É arriscado. Com o novo, nunca se sabe onde você acabará. 

E você também não pode continuar rejeitando o novo, pois o velho já não lhe traz o que você procura, O velho promete, mas as promessas não trazem satisfação. O velho é conhecido, mas desagradável. Pode ser que o novo seja desconfortável, mas existe uma possibilidade - tampouco pode aceitá-lo; por isso você hesita, vacila, uma grande angústia cresce em seu ser. É natural, não há nada de errado nisso. É assim que sempre foi e que sempre será.

Tente entender a aparência do novo. Todo mundo quer ficar novo, porque ninguém está satisfeito com o velho. Ninguém nunca está satisfeito com o velho porque, seja ele o que for, você já o conhece. Uma vez conhecido, ele fica repetitivo, fica aborrecido, monótono. Você quer se livrar dele. Quer explorar, quer se aventurar. Você quer ficar novo e, mesmo assim, quando o novo bate à porta, você foge assustado, se encolhe e se esconde no velho. Esse é o dilema.

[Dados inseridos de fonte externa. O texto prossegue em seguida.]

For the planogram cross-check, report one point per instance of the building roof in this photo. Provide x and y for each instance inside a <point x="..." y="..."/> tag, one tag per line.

Como ficamos novos? - E todo mundo quer ficar novo. É preciso coragem, e não uma coragem comum; é preciso uma coragem extraordinária. O mundo está cheio de covardes, por isso as pessoas pararam de crescer. Como você pode crescer se é covarde? Diante de cada oportunidade, você foge assustado, fecha os olhos. Como pode crescer? Como pode ser? Você só finge ser.

 

 

Você não é uma ilha. Você pode ter esquecido o além, mas o além não esqueceu você. O filho pode ter esquecido a mãe, mas a mãe não esqueceu o filho. A parte pode ter começado a pensar, "Estou separado", mas o todo sabe que você não está separado.